E mesmo em supermercados se vê a diferença a se tratar um oriental, algum extrangeiro de pele branca,olhos e cabelos claros. E se tratar um Extrangeiro de cor escura como eu quero.`Pergunte a Filipinos,Indianos,Indonesianos e Latinos se aumentos uma vez não teve tratamento rude ou diferente no Japão.

Anônimo disse...

Eu as vezes trabalho na loja do meu tio, e fico até surpresa que alguns clientes estranhem eu sorrir e dizer obrigado.

As pessoas estão tão acostumadas com um serviço rude e indiferente que estranham o certo...

Anônimo disse...

Esse post me levou a refletir sobre alguns fatos, embora eu sempre pense no motivo que me leva a escolher certas lojas aqui no Japão.
Pode parecer engraçado, mas aqui também tem uma diferença enorme no atendimento, talvez quem não entenda muito o nihongo passe despercebido, mas para quem já esta um pouco mais habituado com os japoneses logo percebe.
Quando fui comprar móveis e eletro para minha casa, fiz várias pesquisas, em diversas lojas de grande porte.Em uma a atendente simplesmente se limitou a dar informações sobre o produto e o valor de compra, sem se preocupar em de fato conquistar um cliente.
Na outra, além dos fatores acima, o atendente foi mais esperto, já que ganhava por comissão quiz logo negociar o preço com desconto, no intuito de me fazer comprar.
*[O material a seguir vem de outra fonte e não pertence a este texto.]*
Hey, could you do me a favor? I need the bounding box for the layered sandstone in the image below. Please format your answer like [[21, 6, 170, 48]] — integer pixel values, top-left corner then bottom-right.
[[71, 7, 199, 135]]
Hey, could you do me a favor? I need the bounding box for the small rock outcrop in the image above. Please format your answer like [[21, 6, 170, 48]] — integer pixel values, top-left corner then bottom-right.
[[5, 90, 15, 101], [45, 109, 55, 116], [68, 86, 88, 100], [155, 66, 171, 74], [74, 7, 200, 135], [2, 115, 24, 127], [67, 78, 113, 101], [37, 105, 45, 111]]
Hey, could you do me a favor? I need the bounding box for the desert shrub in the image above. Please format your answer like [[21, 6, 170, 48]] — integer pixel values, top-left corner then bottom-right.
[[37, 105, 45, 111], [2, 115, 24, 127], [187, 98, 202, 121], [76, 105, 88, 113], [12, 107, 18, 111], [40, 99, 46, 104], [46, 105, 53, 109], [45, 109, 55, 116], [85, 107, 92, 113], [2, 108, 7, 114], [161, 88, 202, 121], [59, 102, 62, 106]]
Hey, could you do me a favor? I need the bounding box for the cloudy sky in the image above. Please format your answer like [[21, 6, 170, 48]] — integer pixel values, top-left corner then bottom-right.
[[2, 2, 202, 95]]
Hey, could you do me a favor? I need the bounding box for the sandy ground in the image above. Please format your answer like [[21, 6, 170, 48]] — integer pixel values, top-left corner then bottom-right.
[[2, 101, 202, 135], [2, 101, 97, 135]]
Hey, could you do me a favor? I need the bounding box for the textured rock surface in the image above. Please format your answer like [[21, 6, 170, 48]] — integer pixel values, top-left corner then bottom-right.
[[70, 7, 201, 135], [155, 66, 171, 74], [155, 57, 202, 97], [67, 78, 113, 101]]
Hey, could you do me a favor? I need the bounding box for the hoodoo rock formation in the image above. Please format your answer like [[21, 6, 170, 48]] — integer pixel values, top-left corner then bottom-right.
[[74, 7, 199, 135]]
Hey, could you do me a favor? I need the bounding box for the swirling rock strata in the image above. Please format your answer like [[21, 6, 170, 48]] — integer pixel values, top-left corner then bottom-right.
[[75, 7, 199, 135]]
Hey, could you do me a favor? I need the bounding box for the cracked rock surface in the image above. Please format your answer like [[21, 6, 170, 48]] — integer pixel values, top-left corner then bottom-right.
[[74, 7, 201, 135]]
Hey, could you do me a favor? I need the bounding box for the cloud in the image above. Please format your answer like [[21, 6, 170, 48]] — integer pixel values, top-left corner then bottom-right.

Fiquei de pensar e então fui na terceira e uma das maiores lojas, lá tive o melhor atendimento, aliado a boa vontade e empenho de uma equipe, todos os atendentes que consultamos, foram igualmente gentis, fazendo com que me sentisse super bem e a vontade para negociar os produtos que queria.Além de cobrir o orçamento da concorrencia, ainda pude fazer minha oferta , a qual foi acatada imediatamente pelo vendedor. No final, sai carregada de brindes, cartões de pontos, gifts cards e tantos outros mimos. Depois de passar no caixa, o vendedor me esperava na porta para se despedir, agradecer e ainda parar o trânsito para que pudessemos sair tranquilos de carro.
Nunca mais fiz pesquisas, sempre vou na mesma loja e não me arrependo.